Oliver beamed and charged off toward the garden with Wellington cupped against his chest. His younger brother Leo trailed behind him, clutching a stick he had been carrying for the past hour with no discernible purpose, his dark hair falling into his eyes. Leo was beginning to develop a vocabulary that was precise, economical, and occasionally devastating.

“Frog will escape,” Leo observed as he passed.

“Probably,” Hugo agreed.

Lily watched them from the blanket spread beneath the old oak tree, where the afternoon sun filtered through the leaves andthrew dappled shadows across the remains of a magnificent picnic.

Mrs. Aldridge had outdone herself. She had packed cold roast chicken, summer salads, strawberries with cream, three kinds of cheese, and a lemon cake that Lady Brimsey had already consumed two slices of while insisting she had only taken one.

Sophia sat beside Lily with Jane on her lap. Jane was eighteen months old now, dark-haired and round-cheeked, and she was engaged in the serious business of dismantling a bread roll into the smallest possible pieces and distributing them across Sophia’s skirt.

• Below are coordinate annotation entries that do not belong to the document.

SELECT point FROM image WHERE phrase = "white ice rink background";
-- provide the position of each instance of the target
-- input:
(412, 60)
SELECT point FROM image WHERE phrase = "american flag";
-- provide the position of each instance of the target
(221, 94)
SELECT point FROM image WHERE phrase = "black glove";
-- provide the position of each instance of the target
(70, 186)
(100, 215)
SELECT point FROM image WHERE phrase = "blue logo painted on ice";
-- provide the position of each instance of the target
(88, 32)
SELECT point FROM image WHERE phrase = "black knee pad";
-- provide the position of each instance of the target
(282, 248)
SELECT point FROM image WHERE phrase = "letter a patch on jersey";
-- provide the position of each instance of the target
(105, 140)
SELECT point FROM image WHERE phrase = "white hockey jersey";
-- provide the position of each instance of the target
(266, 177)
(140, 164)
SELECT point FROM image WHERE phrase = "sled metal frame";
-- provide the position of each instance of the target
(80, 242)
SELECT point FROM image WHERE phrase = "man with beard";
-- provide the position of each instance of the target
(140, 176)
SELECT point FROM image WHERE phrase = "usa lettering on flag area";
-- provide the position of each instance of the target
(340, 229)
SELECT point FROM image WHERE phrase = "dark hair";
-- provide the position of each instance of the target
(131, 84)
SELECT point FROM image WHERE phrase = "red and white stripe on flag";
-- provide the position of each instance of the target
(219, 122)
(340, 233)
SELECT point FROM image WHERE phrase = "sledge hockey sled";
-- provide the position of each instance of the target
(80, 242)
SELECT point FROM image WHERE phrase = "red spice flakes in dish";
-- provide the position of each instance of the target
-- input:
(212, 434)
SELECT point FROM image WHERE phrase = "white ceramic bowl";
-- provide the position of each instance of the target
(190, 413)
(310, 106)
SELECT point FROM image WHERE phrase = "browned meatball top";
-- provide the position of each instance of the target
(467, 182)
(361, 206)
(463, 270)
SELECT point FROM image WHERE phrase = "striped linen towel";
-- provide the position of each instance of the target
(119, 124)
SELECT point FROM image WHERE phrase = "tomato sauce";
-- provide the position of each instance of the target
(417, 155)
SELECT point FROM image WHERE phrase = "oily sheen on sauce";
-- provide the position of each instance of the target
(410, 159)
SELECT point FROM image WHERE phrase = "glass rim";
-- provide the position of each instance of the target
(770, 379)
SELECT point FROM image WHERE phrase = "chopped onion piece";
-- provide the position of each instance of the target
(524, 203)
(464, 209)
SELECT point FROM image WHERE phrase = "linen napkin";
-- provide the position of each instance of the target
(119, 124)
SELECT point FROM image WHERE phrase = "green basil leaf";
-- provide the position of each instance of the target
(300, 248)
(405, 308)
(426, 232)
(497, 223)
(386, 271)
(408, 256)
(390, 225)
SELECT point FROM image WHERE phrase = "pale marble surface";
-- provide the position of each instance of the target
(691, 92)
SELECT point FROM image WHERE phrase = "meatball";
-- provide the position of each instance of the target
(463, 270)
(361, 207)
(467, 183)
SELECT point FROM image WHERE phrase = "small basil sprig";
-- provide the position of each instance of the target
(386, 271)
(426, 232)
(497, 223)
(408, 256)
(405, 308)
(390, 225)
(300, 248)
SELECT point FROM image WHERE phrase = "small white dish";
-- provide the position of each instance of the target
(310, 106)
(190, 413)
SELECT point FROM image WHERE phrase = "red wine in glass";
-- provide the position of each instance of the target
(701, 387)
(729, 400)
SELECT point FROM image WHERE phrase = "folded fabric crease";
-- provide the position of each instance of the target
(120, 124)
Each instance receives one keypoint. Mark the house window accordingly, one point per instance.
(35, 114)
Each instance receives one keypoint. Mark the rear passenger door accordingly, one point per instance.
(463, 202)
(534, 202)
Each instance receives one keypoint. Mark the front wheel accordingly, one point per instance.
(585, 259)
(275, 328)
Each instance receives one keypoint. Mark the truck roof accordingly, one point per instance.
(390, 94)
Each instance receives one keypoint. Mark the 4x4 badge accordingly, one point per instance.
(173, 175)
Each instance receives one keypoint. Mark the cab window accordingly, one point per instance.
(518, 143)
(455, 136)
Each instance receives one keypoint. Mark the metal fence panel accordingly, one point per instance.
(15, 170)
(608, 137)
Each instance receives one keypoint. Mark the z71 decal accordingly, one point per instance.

“She has been doing that for twenty minutes,” Sophia said. “I believe she is conducting an experiment.”

“On what?”

“My patience.” Sophia brushed the bread crumbs from her skirt and smiled. “I have some news, though. Lord Wilfrey married his Charlotte Pembroke last spring. They are in Egypt, apparently. She insisted on seeing the pyramids, and he insisted on cataloging every insect between Cairo and Luxor.”